What to do when our kids’ interests challenge us
Recently I talked with a friend about how her white, middle class, 7yo is playing prison and police a lot. He doesn’t seem to respond well to her trying to talk with him about it. I shared that I have very similar issues with my 8yo (also white, middle class) but with playing with guns and video games with guns. See my previous post on this topic. Here are 10 points from our conversation I thought would be helpful to share:
Playing is how kids process all the information they are receiving. And they are receiving a lot these days - just as we all are.
Play over talk!! Get in there and play with our kids, even when it is uncomfortable for us. Be the person who is imprisoned, be the jailer, be the bystander - explore these ideas with kids in a playful way instead of a lecture.
It is important we recognize when we are embarrassed by our kids because of what others might think. To the best of our ability we should practice detaching our ego from our kids behavior and what it says about us as parents.
Every child brings much more with them than we can see - evolution, past lives, cultural gender norms, personality, and their soul’s future.

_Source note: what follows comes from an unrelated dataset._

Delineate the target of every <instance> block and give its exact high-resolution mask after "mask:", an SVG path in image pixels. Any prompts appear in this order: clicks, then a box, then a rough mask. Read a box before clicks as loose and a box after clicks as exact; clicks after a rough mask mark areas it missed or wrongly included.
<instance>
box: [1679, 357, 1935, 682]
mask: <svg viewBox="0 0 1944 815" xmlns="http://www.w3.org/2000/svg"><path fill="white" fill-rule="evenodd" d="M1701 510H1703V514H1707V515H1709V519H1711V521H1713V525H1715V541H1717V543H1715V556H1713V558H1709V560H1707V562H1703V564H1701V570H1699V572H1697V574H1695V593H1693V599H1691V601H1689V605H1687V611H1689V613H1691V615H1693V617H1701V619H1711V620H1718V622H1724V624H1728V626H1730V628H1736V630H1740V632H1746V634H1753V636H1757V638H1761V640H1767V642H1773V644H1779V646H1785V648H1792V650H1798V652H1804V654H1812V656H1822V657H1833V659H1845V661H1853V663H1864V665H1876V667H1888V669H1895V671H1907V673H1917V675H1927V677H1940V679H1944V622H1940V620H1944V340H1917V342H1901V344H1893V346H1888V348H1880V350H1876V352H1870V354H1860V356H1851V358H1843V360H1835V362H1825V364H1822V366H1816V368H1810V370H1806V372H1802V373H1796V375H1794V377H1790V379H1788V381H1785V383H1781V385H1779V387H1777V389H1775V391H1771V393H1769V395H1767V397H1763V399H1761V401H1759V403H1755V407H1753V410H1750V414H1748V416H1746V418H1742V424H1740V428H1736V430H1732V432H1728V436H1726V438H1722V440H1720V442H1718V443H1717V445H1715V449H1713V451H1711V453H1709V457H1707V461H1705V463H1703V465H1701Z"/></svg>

It is important (and hard!) not to project what this kind of play means about the child and about their future. They need to live their own lives, and we have no idea what twists and turns their lives will take. Playing police does not mean they will become police, it means that they are trying to sort through the limited info they are getting about police.

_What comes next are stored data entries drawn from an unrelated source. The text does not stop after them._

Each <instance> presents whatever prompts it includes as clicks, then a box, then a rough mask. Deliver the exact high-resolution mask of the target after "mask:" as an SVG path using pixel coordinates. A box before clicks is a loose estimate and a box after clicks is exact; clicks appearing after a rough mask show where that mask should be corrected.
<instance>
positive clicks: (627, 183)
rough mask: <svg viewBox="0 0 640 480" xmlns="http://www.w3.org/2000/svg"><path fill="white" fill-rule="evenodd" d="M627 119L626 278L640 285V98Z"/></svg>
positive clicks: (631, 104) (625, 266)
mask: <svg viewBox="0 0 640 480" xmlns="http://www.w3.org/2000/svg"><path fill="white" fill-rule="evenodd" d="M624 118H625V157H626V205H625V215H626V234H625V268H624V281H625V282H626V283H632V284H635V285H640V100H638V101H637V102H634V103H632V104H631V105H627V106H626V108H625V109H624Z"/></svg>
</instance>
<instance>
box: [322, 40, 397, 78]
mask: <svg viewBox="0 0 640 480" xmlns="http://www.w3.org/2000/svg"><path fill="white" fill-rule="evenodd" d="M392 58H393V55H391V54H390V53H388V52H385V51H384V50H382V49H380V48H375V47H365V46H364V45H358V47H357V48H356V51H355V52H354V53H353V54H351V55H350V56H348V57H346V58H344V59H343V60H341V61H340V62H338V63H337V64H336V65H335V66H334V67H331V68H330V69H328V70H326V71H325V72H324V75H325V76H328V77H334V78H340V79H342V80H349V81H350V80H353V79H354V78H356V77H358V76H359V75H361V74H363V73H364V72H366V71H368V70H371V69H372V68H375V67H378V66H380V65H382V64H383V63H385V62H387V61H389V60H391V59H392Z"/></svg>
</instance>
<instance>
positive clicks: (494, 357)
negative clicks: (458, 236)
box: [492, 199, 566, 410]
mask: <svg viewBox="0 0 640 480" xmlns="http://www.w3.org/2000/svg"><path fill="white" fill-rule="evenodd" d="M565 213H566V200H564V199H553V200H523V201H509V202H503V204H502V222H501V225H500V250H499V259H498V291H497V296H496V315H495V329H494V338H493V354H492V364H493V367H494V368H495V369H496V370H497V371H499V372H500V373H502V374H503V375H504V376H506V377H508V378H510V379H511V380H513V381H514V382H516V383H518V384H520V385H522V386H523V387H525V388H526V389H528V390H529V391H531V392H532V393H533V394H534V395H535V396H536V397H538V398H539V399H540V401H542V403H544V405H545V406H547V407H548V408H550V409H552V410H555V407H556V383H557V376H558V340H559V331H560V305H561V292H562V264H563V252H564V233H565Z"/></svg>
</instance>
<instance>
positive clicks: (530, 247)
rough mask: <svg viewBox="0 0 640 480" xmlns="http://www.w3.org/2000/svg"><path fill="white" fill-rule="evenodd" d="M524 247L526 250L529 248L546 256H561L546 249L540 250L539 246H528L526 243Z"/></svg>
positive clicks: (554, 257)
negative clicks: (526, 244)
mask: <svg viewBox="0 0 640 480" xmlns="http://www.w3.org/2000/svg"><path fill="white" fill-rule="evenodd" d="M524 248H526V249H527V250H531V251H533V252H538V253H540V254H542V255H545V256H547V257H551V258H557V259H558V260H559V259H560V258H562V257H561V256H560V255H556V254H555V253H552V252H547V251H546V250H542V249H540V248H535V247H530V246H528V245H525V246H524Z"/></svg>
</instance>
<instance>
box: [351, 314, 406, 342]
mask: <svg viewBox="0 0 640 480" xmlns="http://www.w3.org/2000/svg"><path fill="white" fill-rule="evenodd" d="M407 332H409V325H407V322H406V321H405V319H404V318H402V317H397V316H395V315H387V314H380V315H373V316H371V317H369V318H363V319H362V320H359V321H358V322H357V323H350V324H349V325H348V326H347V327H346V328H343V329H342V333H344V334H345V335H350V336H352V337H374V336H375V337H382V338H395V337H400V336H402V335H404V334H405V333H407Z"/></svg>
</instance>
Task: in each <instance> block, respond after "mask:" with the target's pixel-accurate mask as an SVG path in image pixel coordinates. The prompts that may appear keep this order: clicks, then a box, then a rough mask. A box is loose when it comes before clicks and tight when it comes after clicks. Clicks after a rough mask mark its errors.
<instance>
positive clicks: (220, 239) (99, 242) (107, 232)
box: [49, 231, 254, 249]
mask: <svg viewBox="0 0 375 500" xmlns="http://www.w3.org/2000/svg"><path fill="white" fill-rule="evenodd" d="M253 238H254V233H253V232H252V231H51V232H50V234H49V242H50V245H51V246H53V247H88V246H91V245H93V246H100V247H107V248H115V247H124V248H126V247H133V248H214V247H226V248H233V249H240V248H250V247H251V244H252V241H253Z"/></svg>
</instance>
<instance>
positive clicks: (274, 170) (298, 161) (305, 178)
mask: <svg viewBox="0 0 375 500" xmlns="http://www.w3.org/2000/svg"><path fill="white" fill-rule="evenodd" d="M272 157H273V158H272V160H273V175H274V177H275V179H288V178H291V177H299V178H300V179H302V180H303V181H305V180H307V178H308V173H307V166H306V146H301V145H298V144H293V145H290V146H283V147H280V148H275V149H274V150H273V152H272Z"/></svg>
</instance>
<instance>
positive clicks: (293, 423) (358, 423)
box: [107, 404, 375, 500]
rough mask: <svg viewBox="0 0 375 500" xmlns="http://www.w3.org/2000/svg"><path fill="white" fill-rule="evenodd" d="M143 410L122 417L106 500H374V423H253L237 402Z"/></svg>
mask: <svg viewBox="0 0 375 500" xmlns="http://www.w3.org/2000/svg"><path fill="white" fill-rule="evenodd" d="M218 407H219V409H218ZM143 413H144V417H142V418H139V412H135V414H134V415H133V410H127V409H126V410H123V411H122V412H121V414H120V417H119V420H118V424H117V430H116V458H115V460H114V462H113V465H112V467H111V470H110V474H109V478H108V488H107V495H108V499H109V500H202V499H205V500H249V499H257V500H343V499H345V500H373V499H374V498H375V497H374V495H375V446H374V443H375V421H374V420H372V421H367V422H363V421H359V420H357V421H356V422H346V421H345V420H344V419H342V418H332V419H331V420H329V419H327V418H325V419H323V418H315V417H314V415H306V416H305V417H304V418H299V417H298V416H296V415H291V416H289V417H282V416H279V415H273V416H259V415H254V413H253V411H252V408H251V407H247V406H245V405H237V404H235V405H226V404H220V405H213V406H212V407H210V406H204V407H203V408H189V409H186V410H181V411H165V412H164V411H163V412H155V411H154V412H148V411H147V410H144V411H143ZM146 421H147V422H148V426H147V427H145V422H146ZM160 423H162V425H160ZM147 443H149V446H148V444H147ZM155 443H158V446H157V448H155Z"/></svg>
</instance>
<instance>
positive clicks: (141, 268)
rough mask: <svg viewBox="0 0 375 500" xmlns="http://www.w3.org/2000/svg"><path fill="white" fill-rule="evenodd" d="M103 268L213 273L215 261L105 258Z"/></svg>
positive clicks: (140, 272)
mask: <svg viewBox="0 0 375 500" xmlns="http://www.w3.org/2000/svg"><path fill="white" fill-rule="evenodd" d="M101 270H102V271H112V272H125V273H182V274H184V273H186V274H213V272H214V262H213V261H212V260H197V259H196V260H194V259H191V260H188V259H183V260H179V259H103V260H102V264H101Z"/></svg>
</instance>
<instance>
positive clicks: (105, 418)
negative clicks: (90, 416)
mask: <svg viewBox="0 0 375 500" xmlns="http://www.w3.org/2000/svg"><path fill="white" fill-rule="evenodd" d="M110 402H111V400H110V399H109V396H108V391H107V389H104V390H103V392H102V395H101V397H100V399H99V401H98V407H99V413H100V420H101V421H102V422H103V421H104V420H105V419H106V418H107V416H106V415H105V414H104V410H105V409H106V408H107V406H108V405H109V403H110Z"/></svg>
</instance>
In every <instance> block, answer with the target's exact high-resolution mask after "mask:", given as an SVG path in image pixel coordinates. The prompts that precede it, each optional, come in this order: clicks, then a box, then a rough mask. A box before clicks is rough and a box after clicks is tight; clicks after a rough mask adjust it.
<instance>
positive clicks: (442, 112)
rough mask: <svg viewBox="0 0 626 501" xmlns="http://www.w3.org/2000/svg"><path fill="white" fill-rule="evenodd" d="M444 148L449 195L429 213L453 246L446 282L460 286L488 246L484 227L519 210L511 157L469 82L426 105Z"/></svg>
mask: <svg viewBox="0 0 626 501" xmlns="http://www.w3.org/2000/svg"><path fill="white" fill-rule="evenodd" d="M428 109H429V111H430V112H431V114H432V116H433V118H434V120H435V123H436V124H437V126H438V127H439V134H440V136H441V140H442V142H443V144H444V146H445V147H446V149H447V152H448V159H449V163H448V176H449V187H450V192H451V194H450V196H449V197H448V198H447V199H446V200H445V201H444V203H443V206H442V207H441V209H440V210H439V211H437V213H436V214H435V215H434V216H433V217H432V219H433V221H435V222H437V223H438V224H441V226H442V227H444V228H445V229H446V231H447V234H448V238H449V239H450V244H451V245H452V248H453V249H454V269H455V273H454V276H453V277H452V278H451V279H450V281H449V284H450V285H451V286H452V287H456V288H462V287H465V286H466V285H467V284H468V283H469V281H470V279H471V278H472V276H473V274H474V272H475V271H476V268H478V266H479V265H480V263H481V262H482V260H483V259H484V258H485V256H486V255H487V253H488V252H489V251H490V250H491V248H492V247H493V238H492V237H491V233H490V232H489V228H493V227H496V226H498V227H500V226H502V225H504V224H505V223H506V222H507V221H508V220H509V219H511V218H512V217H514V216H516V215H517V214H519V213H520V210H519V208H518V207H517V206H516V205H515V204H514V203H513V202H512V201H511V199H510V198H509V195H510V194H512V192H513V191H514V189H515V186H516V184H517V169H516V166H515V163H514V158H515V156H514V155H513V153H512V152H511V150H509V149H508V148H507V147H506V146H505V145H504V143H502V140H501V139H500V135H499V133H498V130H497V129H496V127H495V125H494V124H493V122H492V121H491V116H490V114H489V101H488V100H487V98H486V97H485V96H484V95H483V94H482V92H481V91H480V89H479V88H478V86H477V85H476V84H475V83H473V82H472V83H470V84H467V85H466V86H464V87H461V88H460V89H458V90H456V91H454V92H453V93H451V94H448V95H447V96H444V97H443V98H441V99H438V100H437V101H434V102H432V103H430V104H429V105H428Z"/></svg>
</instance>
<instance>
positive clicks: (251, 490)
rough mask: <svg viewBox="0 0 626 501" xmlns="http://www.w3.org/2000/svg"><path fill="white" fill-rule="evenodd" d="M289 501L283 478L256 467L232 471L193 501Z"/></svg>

Empathy comes later for kids, and we can provide building blocks now through the ways that we engage with them and others.
The comic book "Real Cost of Prisons" is good for kids 9 and older. Check it out online. http://www.realcostofprisons.org/
Unconditional love is the most important thing we can give our kids, especially in those moments when our kids are really pushing our buttons. When I am most challenged and my desire to yell, lecture, or shame is at the forefront I remove myself from the situation. I meditate on the love I have for my kids and the whole and beautiful being that they are. Then I return to them and am able to engage in a much more creative and supportive way. When I fail to do this, I end up making mistakes that I have to apologize for (which is also teaching them valuable lessons, so I've mostly stopped beating myself up for my mistakes).

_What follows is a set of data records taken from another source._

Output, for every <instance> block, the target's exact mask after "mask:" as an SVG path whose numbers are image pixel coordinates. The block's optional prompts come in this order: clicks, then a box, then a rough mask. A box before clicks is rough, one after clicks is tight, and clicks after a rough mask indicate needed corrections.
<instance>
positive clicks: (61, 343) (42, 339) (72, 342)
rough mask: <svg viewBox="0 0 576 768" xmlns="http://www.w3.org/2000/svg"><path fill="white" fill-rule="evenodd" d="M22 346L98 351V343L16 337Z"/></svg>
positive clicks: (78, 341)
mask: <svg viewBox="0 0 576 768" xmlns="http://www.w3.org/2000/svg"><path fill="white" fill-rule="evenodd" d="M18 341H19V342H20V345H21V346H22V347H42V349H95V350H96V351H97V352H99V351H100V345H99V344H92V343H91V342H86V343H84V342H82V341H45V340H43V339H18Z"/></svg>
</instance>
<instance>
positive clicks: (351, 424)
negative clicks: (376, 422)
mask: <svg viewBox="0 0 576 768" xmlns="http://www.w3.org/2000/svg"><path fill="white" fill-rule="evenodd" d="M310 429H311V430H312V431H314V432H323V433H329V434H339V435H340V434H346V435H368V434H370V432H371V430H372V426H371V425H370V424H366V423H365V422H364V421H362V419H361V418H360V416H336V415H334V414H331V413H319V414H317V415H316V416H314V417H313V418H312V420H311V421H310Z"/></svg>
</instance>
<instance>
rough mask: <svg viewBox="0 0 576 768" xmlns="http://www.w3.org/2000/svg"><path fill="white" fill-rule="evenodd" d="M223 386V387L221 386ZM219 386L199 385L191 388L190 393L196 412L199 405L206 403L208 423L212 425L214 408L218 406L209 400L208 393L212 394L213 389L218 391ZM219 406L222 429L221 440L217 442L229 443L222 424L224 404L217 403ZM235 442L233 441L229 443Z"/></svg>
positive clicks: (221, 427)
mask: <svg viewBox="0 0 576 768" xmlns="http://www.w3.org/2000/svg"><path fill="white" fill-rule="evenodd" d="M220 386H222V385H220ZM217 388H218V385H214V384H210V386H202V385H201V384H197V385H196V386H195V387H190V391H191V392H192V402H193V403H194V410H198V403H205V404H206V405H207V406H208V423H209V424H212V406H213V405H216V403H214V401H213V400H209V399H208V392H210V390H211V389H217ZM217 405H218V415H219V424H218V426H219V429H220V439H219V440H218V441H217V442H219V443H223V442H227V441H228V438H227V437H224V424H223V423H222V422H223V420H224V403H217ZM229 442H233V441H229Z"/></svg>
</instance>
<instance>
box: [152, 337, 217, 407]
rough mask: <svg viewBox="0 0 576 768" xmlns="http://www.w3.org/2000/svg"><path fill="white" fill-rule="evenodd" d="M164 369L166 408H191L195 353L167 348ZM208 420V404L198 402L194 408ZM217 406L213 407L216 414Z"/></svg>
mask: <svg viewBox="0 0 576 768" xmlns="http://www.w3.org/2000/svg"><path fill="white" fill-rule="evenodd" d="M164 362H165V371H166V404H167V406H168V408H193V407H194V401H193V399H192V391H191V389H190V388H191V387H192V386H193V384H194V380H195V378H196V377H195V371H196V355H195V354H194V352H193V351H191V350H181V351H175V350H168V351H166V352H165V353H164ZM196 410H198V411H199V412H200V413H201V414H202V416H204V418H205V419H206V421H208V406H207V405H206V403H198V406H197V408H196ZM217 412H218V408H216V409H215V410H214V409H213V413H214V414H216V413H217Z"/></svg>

The last thing I want is for my kids to feel bad about themselves. So I talk alot with my kids about the mistakes that I make, and how that doesn't make me bad. I talk about how I see myself in people I find hard to love. I talk about how there isn't good or bad, north or south, etc - that those are false constructs in a world that has been blinded by separation. I talk about how we are all the same at our core and how I might just not recognize a person yet and I need to be curious and patient with myself and with others.
Our kids are our greatest teachers - they have chosen us because they have something to teach us and we have something to teach them. Learn the lessons well, and with humility.
much love to all of us as we navigate these stormy waters with as much integrity and courage as we can muster
Angela, white parent of two white, middle class, boys, ages 8 and 11.